Geistiges Leben können wir lernen. Beim Lernen sollte es a u c h darum gehen, dass wir geistiges Leben lernen. Vielleicht ist es sogar zutreffend zu sagen: Beim Lernen sollten wir vor allem geistiges Leben lernen. Das menschliche Leben ist anders als das der übrigen Lebewesen auf der Erde - vor allem durch das geistige Leben. In der Geschichte der Menschen gibt es viele Leiden, viele Plagen und Mühen und zu wenig Freude. Unsere Heimat ist die reiche und schöne Erde, auf der es Schönes und Gutes für alle geben kann. Wir Menschen haben allgemein eine reiche geistige Begabung: Damit sind für uns geistig viele Türen offen rund um die Erde, in die Wunder des Lebens, in die Wunder der Natur und zu ganz großen Wundern des Weltalls. Durch Lernen können wir immer wieder und ein Leben lang zur Freude des Staunens beim geistigen Reichtum dieser Wunder kommen. Solches Lernen ist für alle möglich, solche Lebensfreude durch Lernen sollte und müsste es für alle geben.

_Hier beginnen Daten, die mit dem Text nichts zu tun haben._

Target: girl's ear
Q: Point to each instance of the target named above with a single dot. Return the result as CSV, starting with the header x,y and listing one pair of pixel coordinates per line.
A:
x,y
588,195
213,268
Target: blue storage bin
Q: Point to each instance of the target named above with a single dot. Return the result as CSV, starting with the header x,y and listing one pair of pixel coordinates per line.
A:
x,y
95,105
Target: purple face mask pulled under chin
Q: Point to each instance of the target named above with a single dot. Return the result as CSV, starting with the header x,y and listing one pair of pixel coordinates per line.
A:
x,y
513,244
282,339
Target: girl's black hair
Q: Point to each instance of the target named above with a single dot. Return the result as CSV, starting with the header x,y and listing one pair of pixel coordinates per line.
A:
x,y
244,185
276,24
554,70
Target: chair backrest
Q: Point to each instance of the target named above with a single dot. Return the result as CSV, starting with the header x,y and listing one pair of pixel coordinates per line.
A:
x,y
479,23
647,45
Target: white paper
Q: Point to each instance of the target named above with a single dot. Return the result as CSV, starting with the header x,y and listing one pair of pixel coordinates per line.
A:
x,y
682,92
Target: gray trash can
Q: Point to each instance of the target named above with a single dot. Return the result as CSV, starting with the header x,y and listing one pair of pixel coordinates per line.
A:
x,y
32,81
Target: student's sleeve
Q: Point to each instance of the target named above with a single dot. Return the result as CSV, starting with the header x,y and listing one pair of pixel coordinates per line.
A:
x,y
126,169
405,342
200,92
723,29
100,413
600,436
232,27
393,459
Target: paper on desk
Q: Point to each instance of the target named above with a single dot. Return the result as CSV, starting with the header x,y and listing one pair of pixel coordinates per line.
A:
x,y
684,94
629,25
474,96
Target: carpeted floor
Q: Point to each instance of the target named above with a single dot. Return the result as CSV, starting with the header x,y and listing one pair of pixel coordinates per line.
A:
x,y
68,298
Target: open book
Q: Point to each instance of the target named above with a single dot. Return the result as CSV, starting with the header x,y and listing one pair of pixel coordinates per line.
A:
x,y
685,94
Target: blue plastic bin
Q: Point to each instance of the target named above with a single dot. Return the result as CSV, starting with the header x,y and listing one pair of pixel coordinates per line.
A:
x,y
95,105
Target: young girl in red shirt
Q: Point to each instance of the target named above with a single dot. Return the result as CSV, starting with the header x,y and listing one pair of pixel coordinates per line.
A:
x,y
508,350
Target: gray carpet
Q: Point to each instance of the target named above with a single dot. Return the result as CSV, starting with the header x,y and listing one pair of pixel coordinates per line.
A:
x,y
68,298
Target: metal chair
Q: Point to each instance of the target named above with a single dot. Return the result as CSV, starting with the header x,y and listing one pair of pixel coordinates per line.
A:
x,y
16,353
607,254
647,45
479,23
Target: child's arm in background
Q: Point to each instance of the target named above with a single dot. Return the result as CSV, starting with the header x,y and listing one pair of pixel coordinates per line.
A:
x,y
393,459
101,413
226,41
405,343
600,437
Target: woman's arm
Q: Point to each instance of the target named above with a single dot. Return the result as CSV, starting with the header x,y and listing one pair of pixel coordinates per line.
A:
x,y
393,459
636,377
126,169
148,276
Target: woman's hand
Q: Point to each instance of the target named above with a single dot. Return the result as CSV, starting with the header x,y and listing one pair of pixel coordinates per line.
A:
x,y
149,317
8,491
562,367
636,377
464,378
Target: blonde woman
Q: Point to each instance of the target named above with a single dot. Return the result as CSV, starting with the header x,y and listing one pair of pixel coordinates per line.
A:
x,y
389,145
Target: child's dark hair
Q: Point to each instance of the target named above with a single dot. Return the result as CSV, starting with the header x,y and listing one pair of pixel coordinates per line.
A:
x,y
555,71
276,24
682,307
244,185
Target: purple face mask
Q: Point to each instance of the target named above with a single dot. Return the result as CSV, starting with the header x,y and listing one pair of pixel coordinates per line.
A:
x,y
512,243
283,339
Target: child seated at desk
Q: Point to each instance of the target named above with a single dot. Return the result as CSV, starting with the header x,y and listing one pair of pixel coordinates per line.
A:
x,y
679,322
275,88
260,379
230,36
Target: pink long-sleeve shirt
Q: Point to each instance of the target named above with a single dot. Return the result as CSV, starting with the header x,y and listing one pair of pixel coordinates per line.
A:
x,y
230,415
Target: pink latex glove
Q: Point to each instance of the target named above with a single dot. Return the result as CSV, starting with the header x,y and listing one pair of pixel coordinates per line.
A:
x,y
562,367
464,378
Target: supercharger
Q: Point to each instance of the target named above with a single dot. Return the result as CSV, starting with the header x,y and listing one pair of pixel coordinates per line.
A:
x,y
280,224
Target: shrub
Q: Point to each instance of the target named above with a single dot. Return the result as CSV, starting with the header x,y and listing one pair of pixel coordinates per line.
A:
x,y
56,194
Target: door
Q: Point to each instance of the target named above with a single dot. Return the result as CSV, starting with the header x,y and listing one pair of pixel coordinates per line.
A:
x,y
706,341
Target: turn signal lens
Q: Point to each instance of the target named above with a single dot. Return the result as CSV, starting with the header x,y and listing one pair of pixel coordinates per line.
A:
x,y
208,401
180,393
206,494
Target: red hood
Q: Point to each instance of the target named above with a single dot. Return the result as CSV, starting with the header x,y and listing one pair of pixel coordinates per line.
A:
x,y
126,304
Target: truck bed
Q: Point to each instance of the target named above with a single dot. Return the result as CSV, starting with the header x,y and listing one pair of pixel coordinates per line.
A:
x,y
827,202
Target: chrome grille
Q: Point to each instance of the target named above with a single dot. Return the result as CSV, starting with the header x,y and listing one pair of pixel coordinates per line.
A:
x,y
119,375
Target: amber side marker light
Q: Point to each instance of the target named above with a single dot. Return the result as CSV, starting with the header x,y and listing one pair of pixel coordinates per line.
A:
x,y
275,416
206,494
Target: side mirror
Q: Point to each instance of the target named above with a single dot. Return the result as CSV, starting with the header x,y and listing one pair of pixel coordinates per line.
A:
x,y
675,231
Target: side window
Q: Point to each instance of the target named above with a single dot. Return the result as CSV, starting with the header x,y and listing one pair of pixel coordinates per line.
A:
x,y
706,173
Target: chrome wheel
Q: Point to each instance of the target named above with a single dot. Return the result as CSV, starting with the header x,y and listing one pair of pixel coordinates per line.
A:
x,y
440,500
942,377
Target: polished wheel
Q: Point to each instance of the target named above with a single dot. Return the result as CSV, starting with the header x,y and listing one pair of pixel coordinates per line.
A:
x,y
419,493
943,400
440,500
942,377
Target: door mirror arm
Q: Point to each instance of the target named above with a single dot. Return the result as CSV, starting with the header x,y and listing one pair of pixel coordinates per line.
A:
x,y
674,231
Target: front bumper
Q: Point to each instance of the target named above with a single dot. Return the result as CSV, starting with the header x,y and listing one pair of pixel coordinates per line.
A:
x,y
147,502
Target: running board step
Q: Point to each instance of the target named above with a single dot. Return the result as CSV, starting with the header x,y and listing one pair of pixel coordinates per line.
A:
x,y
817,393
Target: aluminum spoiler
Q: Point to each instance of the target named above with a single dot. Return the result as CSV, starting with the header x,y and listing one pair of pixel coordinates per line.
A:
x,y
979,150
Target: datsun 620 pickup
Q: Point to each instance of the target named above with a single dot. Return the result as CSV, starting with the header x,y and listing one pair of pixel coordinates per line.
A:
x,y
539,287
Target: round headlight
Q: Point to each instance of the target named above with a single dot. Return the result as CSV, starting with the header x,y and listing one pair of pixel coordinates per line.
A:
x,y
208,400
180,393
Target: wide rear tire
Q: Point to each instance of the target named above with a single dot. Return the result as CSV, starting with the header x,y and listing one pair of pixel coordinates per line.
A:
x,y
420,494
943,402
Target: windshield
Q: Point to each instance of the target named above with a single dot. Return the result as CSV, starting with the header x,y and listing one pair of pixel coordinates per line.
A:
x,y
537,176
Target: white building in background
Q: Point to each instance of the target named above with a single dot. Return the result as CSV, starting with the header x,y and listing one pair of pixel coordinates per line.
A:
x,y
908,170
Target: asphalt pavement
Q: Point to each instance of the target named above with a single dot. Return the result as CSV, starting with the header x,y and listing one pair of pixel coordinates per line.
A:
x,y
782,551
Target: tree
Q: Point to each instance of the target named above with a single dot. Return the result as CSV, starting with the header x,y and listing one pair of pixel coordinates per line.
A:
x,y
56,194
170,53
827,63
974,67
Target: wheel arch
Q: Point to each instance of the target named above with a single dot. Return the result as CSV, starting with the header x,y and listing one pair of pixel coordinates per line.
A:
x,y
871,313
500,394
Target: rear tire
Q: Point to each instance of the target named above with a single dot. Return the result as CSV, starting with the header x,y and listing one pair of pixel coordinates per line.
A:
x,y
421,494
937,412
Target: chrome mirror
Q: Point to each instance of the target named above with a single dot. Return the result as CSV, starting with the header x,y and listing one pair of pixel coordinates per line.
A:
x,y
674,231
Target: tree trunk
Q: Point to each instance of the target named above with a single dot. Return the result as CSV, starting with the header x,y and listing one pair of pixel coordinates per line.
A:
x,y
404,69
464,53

Und wo gibt es dieses Lernen? In unserer Lernfähigkeit durch die allgemeine geistige Begabung: Wir haben eine große Lernfähigkeit für die Wunder des Lebens, für die Wunder der Liebe, für die Wunder der Erde, für die Wunder der Natur, für die Wunder des Weltalls. Lerninhalte sind doch Spuren all dieser Wunder. Und wenn die Lerninhalte Spuren dieser Wunder bleiben, dann wird unser Lebensinhalt immer wieder und immer mehr bereichert von den Lerninhalten mit Spuren der Wunder.
Lerninhalte von den Wundern des Lebens, von den Wundern der Liebe, von den Wundern der Natur, von den Wundern der Erde, von den Wunder des Weltalls bereiten immer wieder Freude. Ein gläubiger Mensch bekennt dazu diesen Dank: Mit so vielen Wundern und so großen Wundern
bereitet uns der Himmel viel Lebensfreude.